I would still suggest cichlids, they are very intelligent and very fun to have. I love them, and would be great with schoolers like rasboras and danios that everyone are talking about. Even some of the dwarf rainbows would be a great addition as well. 

Another note: Cories do much better in groups of 6. I had my peppered cories in a group of 4 to begin with and they were semi-interesting, but as soon as I added more they got more playful and happy. I would suggest a 6 min on them. And in that tank size I would suggest 8 or so of the pandas or juliis/false juliis. For the larger kind such as the emerald, peppered, and albino I would do 6 and call the bottom good, especially if you get a ram or apisto.


----------



## Jayy (Dec 23, 2009)

AquaKai said:


> Angels can be in 29g tanks. They need a minimum of an 18" height tank. They DO NOT need to be in schools. They may school in the wild, but they are territorial fish. The only way that I would ever have 6 angelfish in a tank is if 1. I knew what sex they were and only got females and 2. I had a 150g+ tank. If they pair off then they will get EXTREMELY aggresive and might kill every fish in their sight. One would be good for a 30g tank. They won't be as aggressive with just one of them, and it is plenty big.
> 
> 
> Like I said before, they need 29g tanks at the minimum. One or even two, if cories were the only other thing in there, would be a nice fit and well stocked.
> ...


Soo what your really saying that the profile and bryon are wrong, which is highly unlikely. What we said is based on proven fact. There is a 50/50 chance that you'll end up with a breeding pair, to to the fact that angels are only sexable during spawning. And yes, they do school and the wild and to make them as comfortable as possible, we try to recreate this. This also helps with aggression. It is true that they do better in tall tanks, but in terms of size a full grown angel will have more space to swim in a 55, then 29. Maybe even a 60 gal since is the same lenght width as a 55, but taller. You also have to keep on mind that whlie they are "tall" fish, they don't swim up and down.


----------



## AquaKai (Jan 2, 2012)

Jayy said:


> Soo what your really saying that the profile and bryon are wrong, which is highly unlikely. What we said is based on proven fact. There is a 50/50 chance that you'll end up with a breeding pair, to to the fact that angels are only sexable during spawning. And yes, they do school and the wild and to make them as comfortable as possible, we try to recreate this. This also helps with aggression.
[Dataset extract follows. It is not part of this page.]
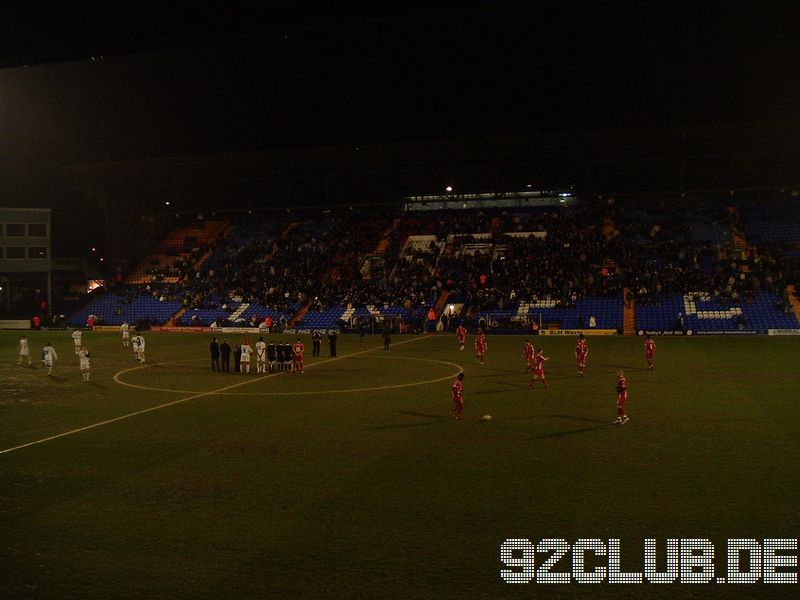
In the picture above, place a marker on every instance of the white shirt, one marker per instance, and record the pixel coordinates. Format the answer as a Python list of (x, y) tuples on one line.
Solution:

Why yes I am. Call me bold but I have some evidence. These are post from VERY experienced breeders and angelfish keepers.
Here's a few of my reasons:
I agree, I'd go even further and say that 2 spawning pairs in a 90 is pushing it. 

People usually get these fish when they are small, they see them schooling around in the pet store tank and think that they behave this way normally. Unfortunately as they grow up they (like most other fish) lose their schooling behavior and can become aggressive, especially the males when they pair up.

Yeah, they are not really true schoolers like most tetras are. They are territorial fish. Not to mention I would not put 6 angels in a 55g for the long haul. But, fishkeeping yields multiple results and differing opinions. I think you were quite right in suggest an angel or 2 for that tank. JMO. 

They do school together, but they are not true schoolers. Since they break up and defend their own territories as part of breeding, thats what makes them not "true schoolers." But yes, they do indeed school together. Good point.

Sorry if I'm partially stepping out of line with this, but I have experience on my side with this.


----------



## Sena Hansler (Aug 24, 2011)

I've never thought angels to school... Most of the "schools" I have seen are tattery because of one dominant angel...
I've always been told by angel keepers, fish keepers, etc to have a minimum of all minimum 40 gallons as they do get to a nice size (not huge like oscars though! =D ) but more is better 

I think maybe it is because no one wants to keep ONE fish in a 29... because of the angel's aggression, they'd rather more space, if you wanted other fish so there is less of a problem, then there would be in a 29. Not saying as in fact. Just an opinion.


----------